Well title says its all, I am letting it dry out a bit, but I'm pretty sure its done for...I have insurance, should I use that? or is there a better option where I might be able to get a different phone, etc?


----------



## Classicmm (Nov 7, 2011)

Bummer! Funny comments come to mind but I'm sure your not in the mood right now. Try putting it in rice to help dry it out? Read stories of where this helped and saved a phone.


----------



## dvgb173 (Jun 8, 2011)

I did the same.
If you remove battery, and let it dry out (preferably somewhere warm) it will probably still work. Mine did.
Water sensors will have changed color though.
Good luck.

DougB.


----------



## number5toad (Sep 13, 2011)

I've done that with earlier phones - as already stated, stick it in a ziplock bag full of dry rice and leave it somewhere warm for a while, and it should still work.

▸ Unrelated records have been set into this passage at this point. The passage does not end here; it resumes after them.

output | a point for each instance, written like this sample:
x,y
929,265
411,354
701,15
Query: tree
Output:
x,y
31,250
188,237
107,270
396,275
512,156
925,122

and if not, definitely contact your insurer.


----------



## hotelmrrsn (Jul 11, 2011)

good grief, i hope you dropped it pre use of the toilet :-/


----------



## highway (Feb 18, 2012)

I was thinking about dropping my insurance this weekend due to the option of an upgrade to me, and the low price of a rezound on contract, but I think I'll keep it a little longer just in case . . .


----------



## Droidx0351 (Jun 17, 2011)

Try this it helped with my wifes phone.

http://m.wikihow.com/Save-a-Wet-Cell-Phone

Sent from my ADR6400L using Tapatalk


----------



## mad96 (Aug 23, 2011)

Put it in a bag of dry rice for a while then run the dryer over it, helped me out once or twice.


----------



## ryanstfl (Aug 4, 2011)

Dunk in 91 to 99 percent isopropyl alcohol. It will push out moisture and dry very quickly, safe for electronics as it doesn't corrode. Then sit in rice and/or blow dry lightly. Make sure to take out sd and sim. Gluck

sent from HTC Mecha running Thundershed CM7


----------



## Forgetful (Jul 23, 2011)

Every time I hear this I chuckle. I'm paranoid about my phone and the toilet though.

Insurance if you cant dry it out properly.


----------



## headcheese (Aug 1, 2011)

Good luck. My bolt has been submerged twice now. Still works! Try rice.

Sent from my ADR6400L using Tapatalk


----------



## theMichael (Aug 26, 2011)

ryanstfl said:


> Dunk in 91 to 99 percent isopropyl alcohol. It will push out moisture and dry very quickly, safe for electronics as it doesn't corrode. Then sit in rice and/or blow dry lightly. Make sure to take out sd and sim. Gluck
> 
> sent from HTC Mecha running Thundershed CM7


This
Sent from my ADR6400L using RootzWiki


----------



## smitty870 (Jun 10, 2011)

Why would you want to continue to use a phone thats been dropped in a toilet? I assume if he got it out the water was clean. Personal I'd probably leave it pay the insurance lol i could never get that thought out of my mind where the phone has been every time i used it.

I know thr alcohol would probably kill the germs.

Sent from my thunderbolt using tapatalk


----------



## CC268 (Jun 27, 2011)

The phone is all good just some permanent water damage to the screen...however I am replacing the whole housing as well as the speaker and the screen....I figure I have this phone for one more year I am just gonna make it new again


----------